Tips to Keep your Closing on Schedule

There are so many things happening non-stop during the process of closing a home. There will also be many different people handling the different aspects. It will be important for everyone to stay on top of outstanding tasks and any issues that arise in order to keep things on schedule.

Here are a few tips for keeping your home sale on track.

  1. Make sure financing is strong

    This is a tip for the buyer and the seller. As a buyer, it is important to make sure your finances are well lined up when buying a home. Firstly, make sure bills are paid, debt balances are low, and monies are available (for down-payment and costs). Secondly, don’t make any major changes to your finances or credit during the process. For the seller, you can vet the buyer’s financing before you accept their offer and open escrow. Having the buyer cross-qualify with your preferred lender is a great idea. Moreover, doing this will provide a second opinion about how strong the buyer’s financing is. You will save yourself time and headaches later on.

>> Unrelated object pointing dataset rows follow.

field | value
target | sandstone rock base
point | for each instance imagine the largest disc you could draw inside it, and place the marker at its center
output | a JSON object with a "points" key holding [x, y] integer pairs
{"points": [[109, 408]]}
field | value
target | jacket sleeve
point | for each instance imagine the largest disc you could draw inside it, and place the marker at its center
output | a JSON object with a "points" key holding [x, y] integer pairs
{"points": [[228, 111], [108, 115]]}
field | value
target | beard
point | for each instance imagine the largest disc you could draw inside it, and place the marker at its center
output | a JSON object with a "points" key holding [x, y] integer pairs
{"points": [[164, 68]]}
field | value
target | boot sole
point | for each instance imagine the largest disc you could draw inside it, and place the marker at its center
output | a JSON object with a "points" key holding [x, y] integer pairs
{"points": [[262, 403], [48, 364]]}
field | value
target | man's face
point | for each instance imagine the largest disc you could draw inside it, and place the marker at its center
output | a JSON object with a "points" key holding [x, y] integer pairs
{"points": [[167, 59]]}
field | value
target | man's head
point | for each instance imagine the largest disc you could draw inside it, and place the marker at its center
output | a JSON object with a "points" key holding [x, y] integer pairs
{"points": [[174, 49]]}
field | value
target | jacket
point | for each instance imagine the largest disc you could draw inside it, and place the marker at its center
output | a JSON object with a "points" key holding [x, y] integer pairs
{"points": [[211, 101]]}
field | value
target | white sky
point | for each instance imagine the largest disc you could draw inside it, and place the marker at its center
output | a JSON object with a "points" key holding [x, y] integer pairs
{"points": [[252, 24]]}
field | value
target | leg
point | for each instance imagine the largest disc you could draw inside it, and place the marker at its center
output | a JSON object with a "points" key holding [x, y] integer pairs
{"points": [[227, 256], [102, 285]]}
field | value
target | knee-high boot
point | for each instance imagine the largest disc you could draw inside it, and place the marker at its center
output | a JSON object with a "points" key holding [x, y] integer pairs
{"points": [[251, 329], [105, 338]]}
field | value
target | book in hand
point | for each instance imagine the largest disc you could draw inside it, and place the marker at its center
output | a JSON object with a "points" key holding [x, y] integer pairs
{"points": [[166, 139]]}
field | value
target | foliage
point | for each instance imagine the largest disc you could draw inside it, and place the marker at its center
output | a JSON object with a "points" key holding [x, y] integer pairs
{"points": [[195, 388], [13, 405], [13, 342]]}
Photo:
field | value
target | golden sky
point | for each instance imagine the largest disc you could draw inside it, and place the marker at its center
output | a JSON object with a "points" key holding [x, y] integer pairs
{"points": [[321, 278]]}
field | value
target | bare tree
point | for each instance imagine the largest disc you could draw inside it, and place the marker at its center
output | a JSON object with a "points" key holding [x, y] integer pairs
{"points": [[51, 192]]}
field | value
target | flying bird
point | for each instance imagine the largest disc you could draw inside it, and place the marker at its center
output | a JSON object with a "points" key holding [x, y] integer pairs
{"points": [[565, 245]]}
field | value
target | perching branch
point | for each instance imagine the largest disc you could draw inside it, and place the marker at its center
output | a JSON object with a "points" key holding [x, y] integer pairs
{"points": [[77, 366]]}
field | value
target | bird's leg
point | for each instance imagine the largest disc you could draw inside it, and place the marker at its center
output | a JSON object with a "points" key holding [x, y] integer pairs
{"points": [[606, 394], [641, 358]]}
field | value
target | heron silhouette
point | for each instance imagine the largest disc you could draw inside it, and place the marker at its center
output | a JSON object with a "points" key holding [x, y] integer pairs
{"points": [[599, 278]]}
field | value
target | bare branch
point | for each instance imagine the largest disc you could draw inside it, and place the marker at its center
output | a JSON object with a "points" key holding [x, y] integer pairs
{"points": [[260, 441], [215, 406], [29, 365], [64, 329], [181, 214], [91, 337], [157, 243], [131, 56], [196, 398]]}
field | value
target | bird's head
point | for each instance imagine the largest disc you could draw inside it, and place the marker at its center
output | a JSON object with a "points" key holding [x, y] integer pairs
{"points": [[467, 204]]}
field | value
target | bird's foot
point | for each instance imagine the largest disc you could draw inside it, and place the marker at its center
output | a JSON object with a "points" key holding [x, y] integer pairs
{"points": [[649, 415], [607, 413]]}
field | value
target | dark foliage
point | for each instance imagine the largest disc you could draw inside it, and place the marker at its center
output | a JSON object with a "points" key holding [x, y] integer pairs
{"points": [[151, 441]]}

  2. Complete documents and requests ASAP

    There will be many requests for documentation and action during the closing period. As a buyer, it will be extremely important to provide your lender with all the needed information right away. Completing your inspections and due diligence quickly is also key. As a seller, respond to the buyer’s “Request for Repairs” (if applicable) right away. There may be a bit of a negotiation that takes place in regard to this request. Handling the “Request for Repairs” quickly will allow for the escrow to move forward quickly.

  3. Communication is Key

    With so many moving parts, communication about what is going on is paramount. Constant communication between the agents, escrow officer, lender, and principals will assure that everyone is on the same page. Proper communication will help the closing process to move forward as smoothly and expeditiously as possible.

Closing on a home

Excited Family Carrying Boxes Into New Home On Moving Day

Closing day: How long is the final step of the closing process?

Once you have successfully jumped through all of the hoops and hurdles, it’s time to close the transaction. You can finally breathe easy knowing that you are at the end of the process

One of the last steps of the escrow process in California is for the deed to be recorded with the county recorder in the name of the new owner(s). This is what officially transfers ownership from the seller to the buyer.

After the escrow office receives confirmation that the deed has been recorded, all proceeds will be paid to the seller, and possession of the home is given to the new owner.

The last few steps of the closing process are usually completed within a day or two after the buyer’s loan has funded.